You know the one I mean. The one in which the butterfly got trodden
on.
So…what if? The only thing to try and do
would be to persuade them to please not do it. Which was exactly
what was already under way, albeit with a well-nigh insurmountable
condition attached—getting our birdbrains to agree on something in
the first place, and in the second place getting them to do
something about it. So there was no point in even thinking about
it. Superfluous worry. And in any case, the idea was ridiculous
anyway. He
couldn't
be an alien. He was, and without doubt
the police had already substantiated it as an irrefutable fact,
Jeremy Parker, ex-inmate of an institution for the mentally
disturbed. An insane person with unusual hypnotic powers and very
advanced astronomical knowledge.
And that, of course, was equally
far-fetched. So drop the subject. Carry on earning the money and
time, as time is wont to do, will eventually deliver an answer to
the conundrum.
This thinking had carried me through much of
the morning outing with Mr. Brown. It had been interrupted by a
salad lunch in Monika's apartment, but it took hold of me again in
the afternoon and it still didn’t bring me an inch closer to any
form of rational conclusion. I mean, asteroids for goodness'
sake.
* * * * *
It was eight p.m. and I was just about to
leave to go to Marie-Anne's for something to eat, when Jeremy's
'phone rang. Seven p.m. his time of course.
"The meeting finished a short while ago."
said Jeremy. "It was an interesting experience."

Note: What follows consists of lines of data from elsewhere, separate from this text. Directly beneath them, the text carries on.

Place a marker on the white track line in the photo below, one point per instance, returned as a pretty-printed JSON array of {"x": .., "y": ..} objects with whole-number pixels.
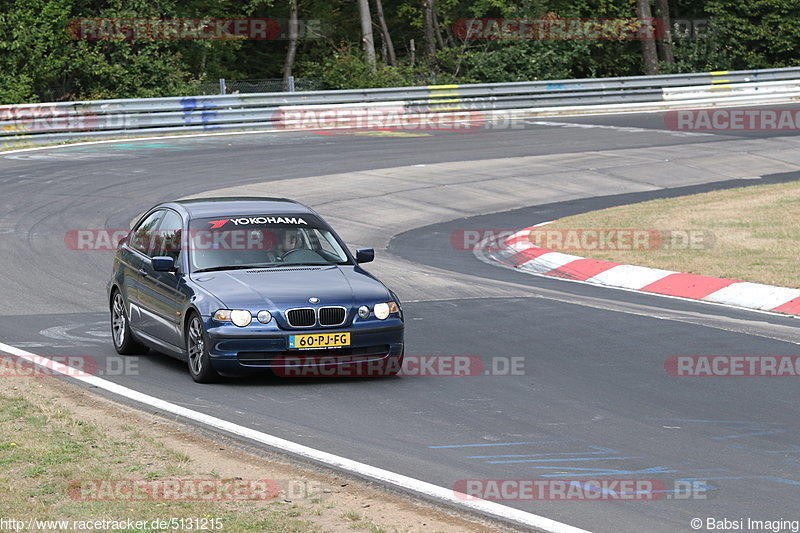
[{"x": 342, "y": 463}]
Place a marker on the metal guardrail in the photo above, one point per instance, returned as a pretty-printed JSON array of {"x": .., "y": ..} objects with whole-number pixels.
[{"x": 29, "y": 124}]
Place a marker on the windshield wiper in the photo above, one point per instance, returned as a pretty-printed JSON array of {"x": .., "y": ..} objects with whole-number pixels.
[{"x": 232, "y": 267}]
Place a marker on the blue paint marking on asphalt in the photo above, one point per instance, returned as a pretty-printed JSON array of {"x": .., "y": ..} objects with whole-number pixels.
[
  {"x": 562, "y": 459},
  {"x": 596, "y": 472},
  {"x": 532, "y": 455},
  {"x": 768, "y": 478},
  {"x": 498, "y": 444}
]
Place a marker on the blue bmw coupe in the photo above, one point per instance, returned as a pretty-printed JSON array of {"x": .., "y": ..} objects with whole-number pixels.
[{"x": 231, "y": 285}]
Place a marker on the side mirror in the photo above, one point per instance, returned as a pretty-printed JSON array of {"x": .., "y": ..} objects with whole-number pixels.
[
  {"x": 365, "y": 255},
  {"x": 163, "y": 264}
]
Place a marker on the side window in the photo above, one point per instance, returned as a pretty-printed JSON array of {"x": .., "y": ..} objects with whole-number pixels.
[
  {"x": 169, "y": 236},
  {"x": 143, "y": 237}
]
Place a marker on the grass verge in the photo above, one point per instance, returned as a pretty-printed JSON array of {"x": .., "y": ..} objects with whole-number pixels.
[
  {"x": 747, "y": 233},
  {"x": 55, "y": 436}
]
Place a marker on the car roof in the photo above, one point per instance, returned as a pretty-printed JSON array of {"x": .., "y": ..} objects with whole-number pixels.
[{"x": 240, "y": 205}]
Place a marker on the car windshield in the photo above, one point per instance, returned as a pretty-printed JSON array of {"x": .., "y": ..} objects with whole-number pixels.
[{"x": 256, "y": 241}]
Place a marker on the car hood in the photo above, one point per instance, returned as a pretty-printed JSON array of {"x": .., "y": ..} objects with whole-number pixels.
[{"x": 286, "y": 287}]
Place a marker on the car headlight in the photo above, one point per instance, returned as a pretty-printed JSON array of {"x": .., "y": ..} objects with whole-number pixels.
[
  {"x": 384, "y": 309},
  {"x": 239, "y": 317}
]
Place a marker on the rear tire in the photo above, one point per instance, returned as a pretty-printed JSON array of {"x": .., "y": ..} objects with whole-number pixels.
[
  {"x": 121, "y": 335},
  {"x": 197, "y": 348}
]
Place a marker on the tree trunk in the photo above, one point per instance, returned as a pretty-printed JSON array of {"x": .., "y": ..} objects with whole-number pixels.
[
  {"x": 662, "y": 10},
  {"x": 649, "y": 55},
  {"x": 436, "y": 29},
  {"x": 291, "y": 52},
  {"x": 429, "y": 30},
  {"x": 387, "y": 38},
  {"x": 366, "y": 33}
]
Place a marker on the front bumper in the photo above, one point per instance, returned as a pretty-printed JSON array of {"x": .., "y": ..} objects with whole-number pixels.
[{"x": 234, "y": 349}]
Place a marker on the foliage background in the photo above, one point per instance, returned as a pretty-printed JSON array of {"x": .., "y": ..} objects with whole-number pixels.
[{"x": 39, "y": 61}]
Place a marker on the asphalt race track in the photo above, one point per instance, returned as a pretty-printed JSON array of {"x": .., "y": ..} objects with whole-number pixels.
[{"x": 593, "y": 401}]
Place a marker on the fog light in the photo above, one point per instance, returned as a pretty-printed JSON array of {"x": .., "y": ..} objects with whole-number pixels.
[
  {"x": 382, "y": 311},
  {"x": 241, "y": 317}
]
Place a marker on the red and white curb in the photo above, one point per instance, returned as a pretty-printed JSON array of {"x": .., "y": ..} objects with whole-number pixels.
[{"x": 518, "y": 252}]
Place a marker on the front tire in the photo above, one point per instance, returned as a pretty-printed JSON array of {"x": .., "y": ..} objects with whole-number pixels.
[
  {"x": 197, "y": 348},
  {"x": 124, "y": 343}
]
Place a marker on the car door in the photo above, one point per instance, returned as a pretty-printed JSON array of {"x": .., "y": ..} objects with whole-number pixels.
[
  {"x": 161, "y": 294},
  {"x": 133, "y": 255}
]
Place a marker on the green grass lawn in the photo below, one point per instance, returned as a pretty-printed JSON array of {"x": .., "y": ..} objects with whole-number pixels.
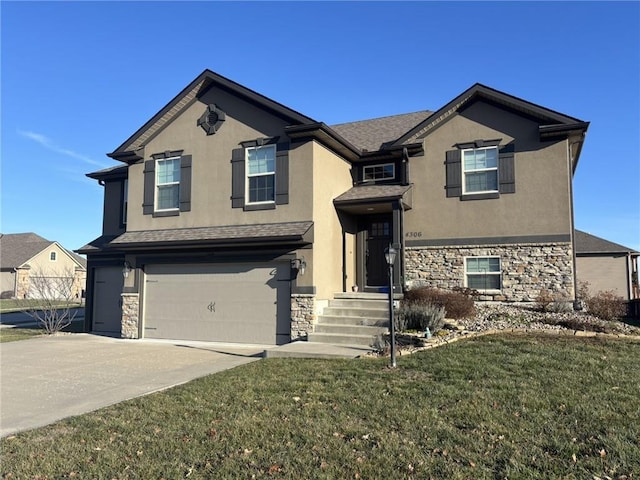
[
  {"x": 16, "y": 333},
  {"x": 21, "y": 305},
  {"x": 495, "y": 407}
]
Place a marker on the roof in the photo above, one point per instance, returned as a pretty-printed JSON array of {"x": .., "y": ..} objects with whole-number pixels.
[
  {"x": 373, "y": 134},
  {"x": 586, "y": 243},
  {"x": 116, "y": 171},
  {"x": 364, "y": 193},
  {"x": 128, "y": 150},
  {"x": 290, "y": 231},
  {"x": 546, "y": 116},
  {"x": 18, "y": 248}
]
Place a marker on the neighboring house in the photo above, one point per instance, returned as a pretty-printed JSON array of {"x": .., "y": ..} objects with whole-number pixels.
[
  {"x": 225, "y": 194},
  {"x": 606, "y": 266},
  {"x": 25, "y": 255}
]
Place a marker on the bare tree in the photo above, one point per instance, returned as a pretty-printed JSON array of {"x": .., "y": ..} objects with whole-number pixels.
[{"x": 52, "y": 299}]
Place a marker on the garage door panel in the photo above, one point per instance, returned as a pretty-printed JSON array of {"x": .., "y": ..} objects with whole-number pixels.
[{"x": 226, "y": 303}]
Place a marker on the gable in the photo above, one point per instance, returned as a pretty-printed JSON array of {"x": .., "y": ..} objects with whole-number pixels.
[
  {"x": 549, "y": 120},
  {"x": 20, "y": 248},
  {"x": 195, "y": 91}
]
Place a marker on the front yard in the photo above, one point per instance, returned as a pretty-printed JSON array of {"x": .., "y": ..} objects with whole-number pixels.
[{"x": 502, "y": 406}]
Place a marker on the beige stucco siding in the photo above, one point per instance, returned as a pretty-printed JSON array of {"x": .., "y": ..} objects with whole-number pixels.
[
  {"x": 604, "y": 273},
  {"x": 211, "y": 168},
  {"x": 112, "y": 212},
  {"x": 331, "y": 177},
  {"x": 7, "y": 284},
  {"x": 540, "y": 206},
  {"x": 59, "y": 267}
]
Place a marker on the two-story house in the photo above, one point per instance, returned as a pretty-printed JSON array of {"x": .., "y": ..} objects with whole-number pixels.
[{"x": 234, "y": 218}]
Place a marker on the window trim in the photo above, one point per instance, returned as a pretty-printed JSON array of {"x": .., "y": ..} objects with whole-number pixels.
[
  {"x": 378, "y": 165},
  {"x": 157, "y": 185},
  {"x": 498, "y": 273},
  {"x": 495, "y": 169},
  {"x": 262, "y": 174}
]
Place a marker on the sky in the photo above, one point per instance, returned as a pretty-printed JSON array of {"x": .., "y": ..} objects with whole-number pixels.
[{"x": 78, "y": 78}]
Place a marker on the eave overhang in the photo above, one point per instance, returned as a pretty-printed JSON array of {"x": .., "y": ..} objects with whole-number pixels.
[
  {"x": 367, "y": 199},
  {"x": 114, "y": 173},
  {"x": 326, "y": 136},
  {"x": 236, "y": 236},
  {"x": 323, "y": 134}
]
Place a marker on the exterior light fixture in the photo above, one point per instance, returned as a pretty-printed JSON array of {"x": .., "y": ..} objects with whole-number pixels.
[
  {"x": 126, "y": 269},
  {"x": 390, "y": 257},
  {"x": 299, "y": 264}
]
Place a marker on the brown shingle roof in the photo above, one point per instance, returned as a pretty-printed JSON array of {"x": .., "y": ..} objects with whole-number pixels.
[
  {"x": 363, "y": 193},
  {"x": 373, "y": 134},
  {"x": 587, "y": 243},
  {"x": 280, "y": 231},
  {"x": 18, "y": 248}
]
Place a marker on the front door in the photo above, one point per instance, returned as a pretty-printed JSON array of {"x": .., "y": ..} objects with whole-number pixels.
[{"x": 378, "y": 238}]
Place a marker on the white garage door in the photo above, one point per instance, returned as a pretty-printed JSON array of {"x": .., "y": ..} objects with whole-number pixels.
[{"x": 238, "y": 303}]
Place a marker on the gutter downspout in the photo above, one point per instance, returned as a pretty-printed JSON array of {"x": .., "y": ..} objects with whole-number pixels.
[{"x": 571, "y": 219}]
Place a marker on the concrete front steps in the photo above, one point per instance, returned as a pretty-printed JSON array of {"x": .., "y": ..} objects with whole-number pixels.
[{"x": 352, "y": 319}]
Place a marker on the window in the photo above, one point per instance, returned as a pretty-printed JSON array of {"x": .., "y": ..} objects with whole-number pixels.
[
  {"x": 261, "y": 174},
  {"x": 483, "y": 273},
  {"x": 379, "y": 172},
  {"x": 168, "y": 184},
  {"x": 480, "y": 169}
]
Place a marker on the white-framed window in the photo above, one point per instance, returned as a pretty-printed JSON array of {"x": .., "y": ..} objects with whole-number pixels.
[
  {"x": 168, "y": 184},
  {"x": 261, "y": 174},
  {"x": 483, "y": 273},
  {"x": 386, "y": 171},
  {"x": 480, "y": 170}
]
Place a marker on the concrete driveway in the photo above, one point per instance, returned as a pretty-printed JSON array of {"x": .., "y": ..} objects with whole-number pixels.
[{"x": 46, "y": 379}]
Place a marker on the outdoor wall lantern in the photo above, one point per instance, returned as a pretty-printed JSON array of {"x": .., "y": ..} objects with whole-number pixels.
[
  {"x": 126, "y": 269},
  {"x": 390, "y": 257},
  {"x": 299, "y": 264}
]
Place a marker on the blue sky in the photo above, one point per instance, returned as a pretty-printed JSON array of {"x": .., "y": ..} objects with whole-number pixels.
[{"x": 78, "y": 78}]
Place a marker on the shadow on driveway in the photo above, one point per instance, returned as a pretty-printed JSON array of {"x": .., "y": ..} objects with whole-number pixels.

"What happened?" I asked. I could think of
all kinds of ludicrous outcomes, but at least he didn't seem to
have been held for further questioning. 'Held' of course is the
wrong word, in that that would only be possible if he felt like
being held.
"Well, they certainly have some security
there," he said. "and it included a body-search. I was told that
the prime minister would not be meeting me on his own, that he
would have some high-level aides present. And so I told them I was
leaving."
"And what then?"
"Well, they had obviously anticipated this
possibility and after some mutterings here and some mumblings there
and some whispered mobile communication, I was shown into a room
which had clearly been especially prepared for the purpose. There
was a bullet-proof partition of some transparent material or other,
a microphone, several cameras recording the scene, and so on. And
there were several armed security people outside the door of
course. And then the prime minister entered through a door on the
other side of the room."
"So you did get to meet with him on your
own?" I asked. Well, well.
"Yes," he said. "The prime minister told me
that the Jupiter event, together with the occurrence in Piccadilly
ten days ago, had been more than convincing and was sufficient for
him to accede to a meeting—highly unusual though this one was. I
told him that the cameras were not a problem for me but that, in
his own interest, it would not be a good idea for any live audio
surveillance to be in operation, at least not for the first ten
minutes. After that, he could switch it on if he wished, or even
have more people join him. No problem, his decision."